The product, which has already been tested by the busy Shanghai Pudong prosecutor’s office, is able to achieve 97 percent accuracy in charging people suspected of eight criminal acts, researchers developing it have alleged.

According to the South China Morning Post, the cases that the “AI prosecutor” is allegedly highly competent in handling involve crimes like credit card fraud, dangerous driving, gambling, intentional injury, obstructing officials, theft, but also something called “picking quarrels and provoking trouble.”

The last one is considered particularly “problematic” since its definition, or lack thereof, can cover different forms of political dissent.

And now the plan is to introduce a machine that would be given decision-making powers, such as whether to file charges, and what sentence to seek on a case-to-case basis.

That, said Professor Shi Yong, who heads the Chinese Academy of Sciences’ big data and knowledge management lab that is behind the project, is a marked difference between this and other “AI” tools that have already been in use in China for years. One of them is System 206, whose tasks are limited to assessing evidence, the danger a suspect poses to the public, and conditions under which they may be apprehended.
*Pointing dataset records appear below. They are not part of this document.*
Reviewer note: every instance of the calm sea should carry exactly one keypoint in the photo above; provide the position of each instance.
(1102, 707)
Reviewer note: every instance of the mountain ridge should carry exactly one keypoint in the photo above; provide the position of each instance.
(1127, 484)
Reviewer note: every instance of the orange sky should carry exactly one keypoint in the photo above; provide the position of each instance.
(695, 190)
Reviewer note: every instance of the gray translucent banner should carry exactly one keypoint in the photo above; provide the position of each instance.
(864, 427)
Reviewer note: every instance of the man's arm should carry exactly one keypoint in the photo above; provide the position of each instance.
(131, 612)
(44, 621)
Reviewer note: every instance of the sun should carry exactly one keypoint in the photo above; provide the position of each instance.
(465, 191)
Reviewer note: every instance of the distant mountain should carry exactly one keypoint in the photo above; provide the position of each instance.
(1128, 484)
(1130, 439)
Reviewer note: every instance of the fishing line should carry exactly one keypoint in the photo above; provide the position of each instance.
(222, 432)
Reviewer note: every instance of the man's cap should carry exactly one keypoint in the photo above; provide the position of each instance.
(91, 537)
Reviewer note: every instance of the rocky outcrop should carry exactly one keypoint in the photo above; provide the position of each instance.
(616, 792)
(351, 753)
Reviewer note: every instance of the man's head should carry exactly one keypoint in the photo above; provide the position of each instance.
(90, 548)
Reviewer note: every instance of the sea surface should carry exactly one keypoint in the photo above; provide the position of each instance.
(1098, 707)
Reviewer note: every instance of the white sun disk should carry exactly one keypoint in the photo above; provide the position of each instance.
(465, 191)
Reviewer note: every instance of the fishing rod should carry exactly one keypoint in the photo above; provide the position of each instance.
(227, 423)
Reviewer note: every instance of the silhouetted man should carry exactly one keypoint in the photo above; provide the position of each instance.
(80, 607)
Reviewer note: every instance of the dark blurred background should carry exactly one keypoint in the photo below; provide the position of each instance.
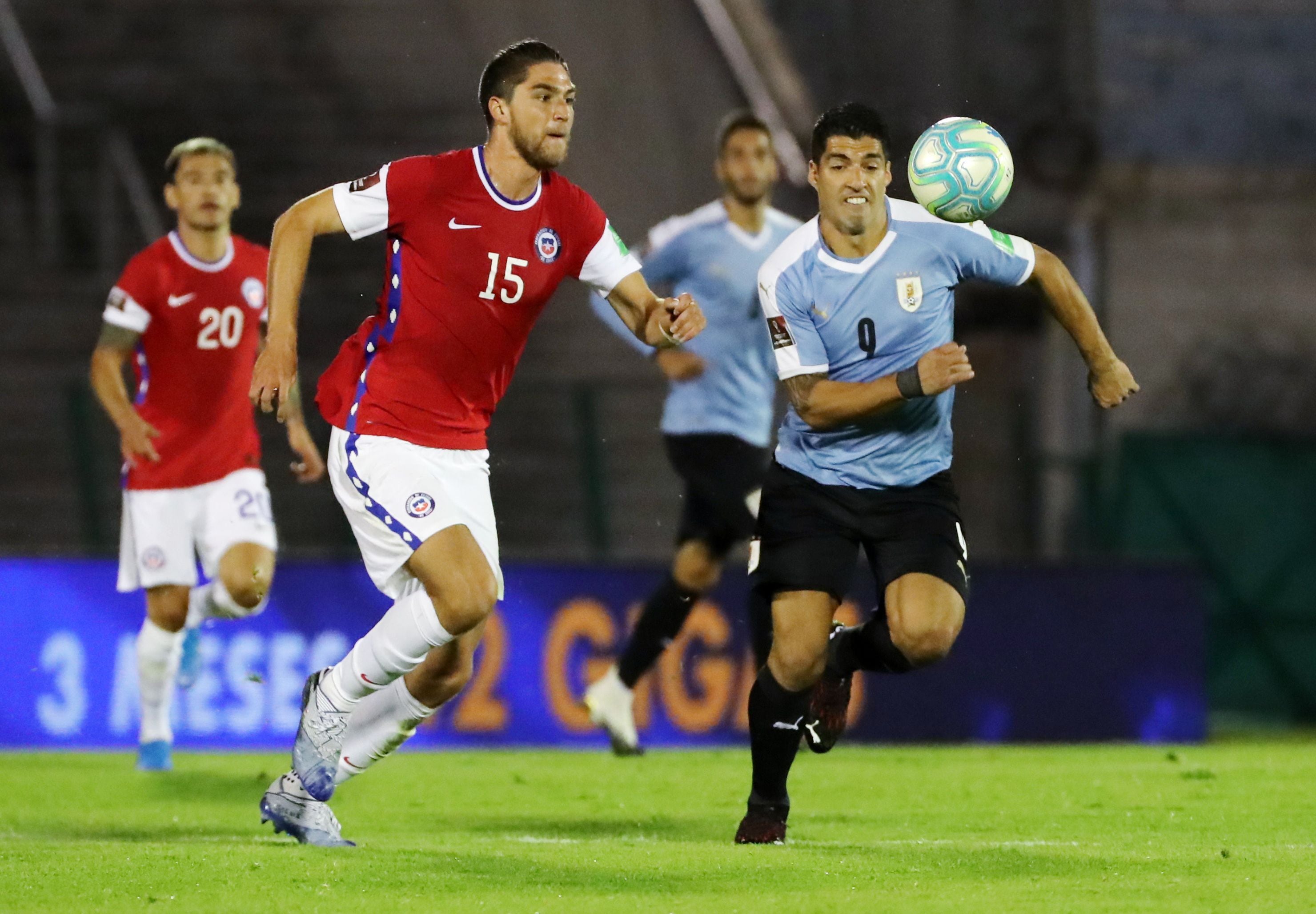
(1167, 149)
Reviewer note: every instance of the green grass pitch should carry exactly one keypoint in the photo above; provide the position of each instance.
(1224, 828)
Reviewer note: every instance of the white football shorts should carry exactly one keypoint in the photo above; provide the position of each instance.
(398, 494)
(164, 531)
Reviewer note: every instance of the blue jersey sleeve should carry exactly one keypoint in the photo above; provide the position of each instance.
(797, 343)
(983, 254)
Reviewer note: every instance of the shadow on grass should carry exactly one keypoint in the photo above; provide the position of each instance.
(583, 828)
(734, 870)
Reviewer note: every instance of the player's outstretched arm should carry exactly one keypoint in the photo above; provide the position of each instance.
(1108, 378)
(107, 380)
(310, 465)
(662, 323)
(823, 403)
(276, 372)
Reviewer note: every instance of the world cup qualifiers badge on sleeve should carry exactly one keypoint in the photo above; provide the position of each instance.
(548, 246)
(253, 290)
(420, 505)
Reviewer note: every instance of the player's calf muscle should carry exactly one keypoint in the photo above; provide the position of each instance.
(457, 577)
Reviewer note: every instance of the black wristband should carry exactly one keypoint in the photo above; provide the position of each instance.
(908, 384)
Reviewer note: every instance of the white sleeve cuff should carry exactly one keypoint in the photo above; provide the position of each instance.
(1024, 250)
(609, 262)
(789, 365)
(123, 311)
(364, 205)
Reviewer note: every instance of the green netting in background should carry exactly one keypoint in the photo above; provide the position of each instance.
(1245, 513)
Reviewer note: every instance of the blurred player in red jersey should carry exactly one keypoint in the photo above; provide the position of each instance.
(477, 243)
(189, 311)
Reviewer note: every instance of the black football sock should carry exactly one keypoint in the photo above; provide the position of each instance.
(658, 625)
(775, 717)
(867, 647)
(760, 625)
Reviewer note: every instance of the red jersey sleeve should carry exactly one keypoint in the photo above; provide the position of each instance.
(136, 295)
(385, 199)
(606, 260)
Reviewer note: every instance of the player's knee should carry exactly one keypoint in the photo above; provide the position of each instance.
(926, 644)
(465, 601)
(798, 665)
(248, 591)
(168, 606)
(697, 568)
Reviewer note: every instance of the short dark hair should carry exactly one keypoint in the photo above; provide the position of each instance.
(742, 119)
(855, 120)
(197, 147)
(509, 68)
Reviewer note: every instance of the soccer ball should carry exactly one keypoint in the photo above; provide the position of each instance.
(961, 170)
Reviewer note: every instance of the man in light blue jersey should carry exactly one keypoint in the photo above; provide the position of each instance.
(860, 305)
(718, 419)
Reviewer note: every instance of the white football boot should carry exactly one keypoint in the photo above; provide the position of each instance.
(297, 813)
(612, 708)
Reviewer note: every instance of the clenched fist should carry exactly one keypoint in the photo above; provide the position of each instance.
(1112, 384)
(944, 368)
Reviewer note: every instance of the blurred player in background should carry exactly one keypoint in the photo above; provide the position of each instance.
(189, 313)
(478, 240)
(860, 305)
(718, 421)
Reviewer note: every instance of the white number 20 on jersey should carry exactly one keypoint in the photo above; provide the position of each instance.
(509, 276)
(220, 328)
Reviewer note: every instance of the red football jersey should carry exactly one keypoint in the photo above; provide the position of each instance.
(201, 334)
(468, 274)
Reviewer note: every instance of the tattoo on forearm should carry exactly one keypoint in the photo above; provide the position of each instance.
(117, 338)
(801, 387)
(295, 398)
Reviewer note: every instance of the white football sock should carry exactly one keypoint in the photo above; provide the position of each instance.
(393, 648)
(158, 652)
(381, 724)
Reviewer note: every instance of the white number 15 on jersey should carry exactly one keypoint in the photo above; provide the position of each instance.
(512, 280)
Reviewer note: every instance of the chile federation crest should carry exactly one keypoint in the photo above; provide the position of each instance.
(548, 246)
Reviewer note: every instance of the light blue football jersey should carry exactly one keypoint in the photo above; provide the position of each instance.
(860, 321)
(718, 262)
But the tech behind the new artificial prosecutor looks to be at the same time far more ambitious, and advanced. What has been disclosed is that it can be run on a desktop PC, processing 1,000 traits extracted from case description filed by humans, and based on that press a charge.

It’s unclear if the database of 17,000 cases spanning five years used to train the algorithms is enough to consider the project as true AI – and if the same result can be achieved by rule-based algorithms.

Either way, not all human prosecutors are thrilled about having some of their workload replaced in this way – although precisely this has been given as the motive for developing the tech.

“The accuracy of 97 per cent may be high from a technological point of view, but there will always be a chance of a mistake. Who will take responsibility when it happens? The prosecutor, the machine or the designer of the algorithm?,” one Guangzhou-based prosecutor noted, speaking on condition of anonymity.